I was looking forward to enjoying a day away from the office today on Presidents Day. Perhaps catching up on reading the three books I've started.
It didn't quite work out that way because when SWMBO and I came home from an enjoyable evening out last nite and I hit the transmitter to open the garage door it opened only about halfway and stopped there. I got out of the car and could hear the opener motor running with a rasping sound.
Knowing what the inside of the Craftsman opener I installed 24 years ago looks like, I figured the most likely failure was that the plastic worm gear drive had given up the ghost. I released the door from the opener, closed it manually and we went to sleep.
This morning my expectation was confirmed when I removed the opener's housing and saw the condition of the worm wheel accompanied by a significant amount of white plastic "sawdust" scattered all around inside the unit.
The worm wheel looked like this:
I weighed the options: Buy a new opener and an extra transmitter for our second car for about $175 or see if I could find and buy a replacement gear set quickly. I figured that if I could get the parts the time I'd spend putting them into the old opener would be about equal to what I spend removing that old opener and assembling/installing a new one.

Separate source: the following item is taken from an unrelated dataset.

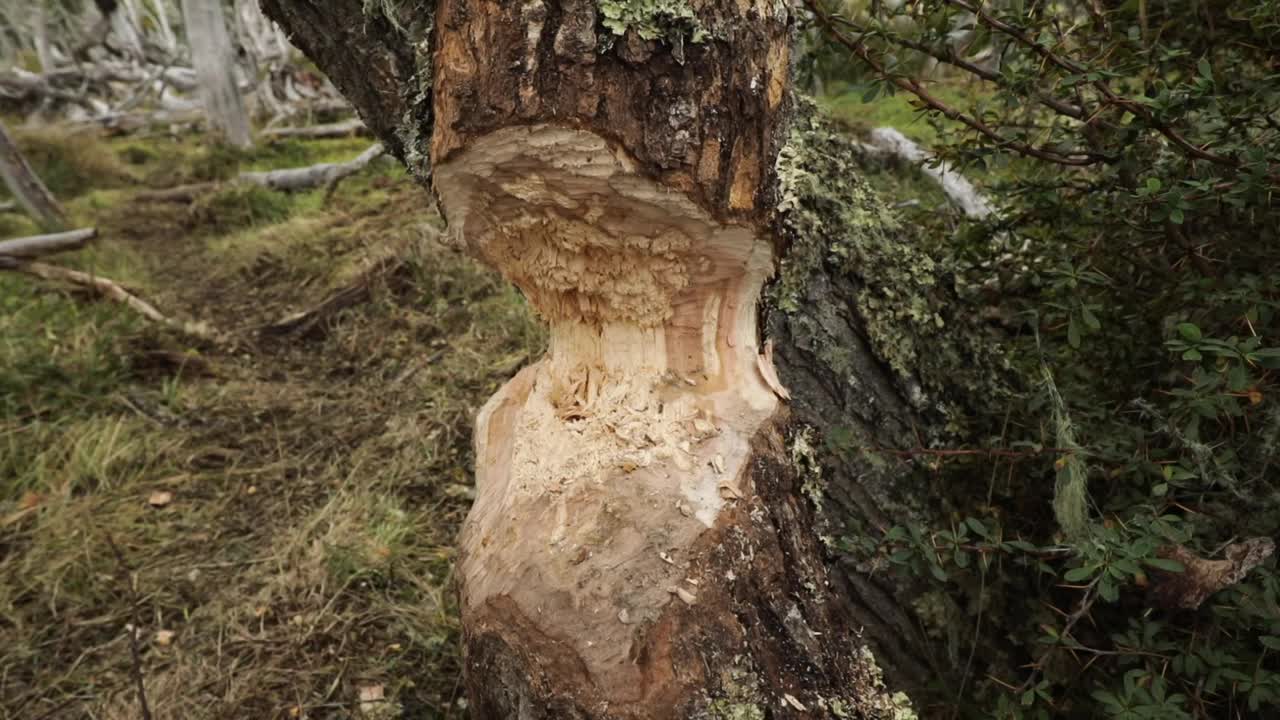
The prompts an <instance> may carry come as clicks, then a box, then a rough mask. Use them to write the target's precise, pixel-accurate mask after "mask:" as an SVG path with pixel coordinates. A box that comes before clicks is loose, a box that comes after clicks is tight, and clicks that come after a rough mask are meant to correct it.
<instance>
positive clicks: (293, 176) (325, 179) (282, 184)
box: [238, 142, 383, 192]
mask: <svg viewBox="0 0 1280 720" xmlns="http://www.w3.org/2000/svg"><path fill="white" fill-rule="evenodd" d="M381 154H383V143H381V142H376V143H374V145H371V146H370V147H369V150H365V151H364V152H361V154H360V155H358V156H357V158H356V159H353V160H348V161H346V163H320V164H319V165H311V167H307V168H289V169H284V170H271V172H266V173H241V176H239V178H238V179H239V182H251V183H253V184H260V186H262V187H266V188H270V190H280V191H284V192H297V191H301V190H311V188H315V187H321V186H325V184H329V183H337V182H338V181H340V179H343V178H346V177H347V176H352V174H355V173H358V172H360V170H362V169H365V168H366V167H367V165H369V164H370V163H372V161H374V160H375V159H376V158H378V156H379V155H381Z"/></svg>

Wonder of wonders, My first phone call located a replacement gear set kit at a Sears service center not far away and for about $25 I bought a plastic bag containing a new set of gears, plus a tube of grease for them and numerous little hardware items to enable fitting the gears into a wide range of Craftsman/Chamberlain openers.
About an hour after I returned home with the parts the old opener was working just fine again. I wonder how the original gears would have fared if I'd thought to grease them a few times during the past 24 years.
It feels good when things do work out, doesn't it?